Incluir o transporte rodoviário no Sistema Europeu de Comércio de Emissões ou usar biocombustíveis NÃO são políticas alternativas à melhoria da eficiência energética dos veículos. A inclusão no comércio de emissões resumir-se-ia a um aumento, modesto, na ordem de alguns cêntimos, do preço dos combustíveis, não providenciando um novo incentivo aos construtores de automóveis para melhorar a eficiência energética dos seus produtos. Os biocombustíveis são igualmente um recurso escasso e, como tal, não devem substituir as melhorias de eficiência.

 

A meta ´120´ é realizável

 

Atingir a meta de 120 gCO2/km é viável. Esse valor constitui uma média da frota de veículos novos vendidos em cada ano, e pode ser atingido recorrendo a instrumentos que não requerem que cada automóvel ou cada fabricante cumpram individualmente com o valor da meta estabelecida. O cumprimento não passa necessariamente pela aplicação de novas tecnologias, mas principalmente promover as tecnologias existentes e inverter a tendência para maior comercialização de carros maiores, mais rápidos e com motorizações superiores (por exemplo, colocar motores de mais baixa potência nos veículos é uma medida simples, eficaz e custo-eficaz).    

 

São necessárias metas de longo-prazo / o caso específico de Portugal

 

Finalmente, tanto a política para as alterações climáticas como a indústria automóvel necessitam de objectivos claros e ambiciosos para o longo prazo. 2012 está apenas a 5 anos de distância. Metas fortes para 2016, 2020 e daí em diante são necessárias.
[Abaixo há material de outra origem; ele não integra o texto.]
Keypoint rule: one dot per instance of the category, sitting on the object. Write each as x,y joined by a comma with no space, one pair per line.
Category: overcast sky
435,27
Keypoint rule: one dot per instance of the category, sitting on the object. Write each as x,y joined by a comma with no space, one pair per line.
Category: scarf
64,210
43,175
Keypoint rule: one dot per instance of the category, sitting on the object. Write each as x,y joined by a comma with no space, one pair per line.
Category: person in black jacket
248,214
Duplicar a eficiência energética na próxima década é uma meta viável e enquadra-se na estratégia global da União Europeia para combater as alterações climáticas através da redução das emissões de Gases de Efeito de Estufa em 30% até 2020.

 

A Comissão Europeia dispõe de uma oportunidade única de acelerar o desenvolvimento tecnológico numa indústria chave – avanços que são necessários não só para a sobrevivência da indústria, mas para todo o planeta. Como é certamente do vosso conhecimento Portugal é dos países que mais será afectado na Europa pela mudança climática, ao mesmo tempo que temos a frota automóvel nova mais eficiente. Neste contexto, apelou-se ao Presidente da Comissão Europeia para assumir a liderança que é vital para lidar o problema crítico das alterações climáticas.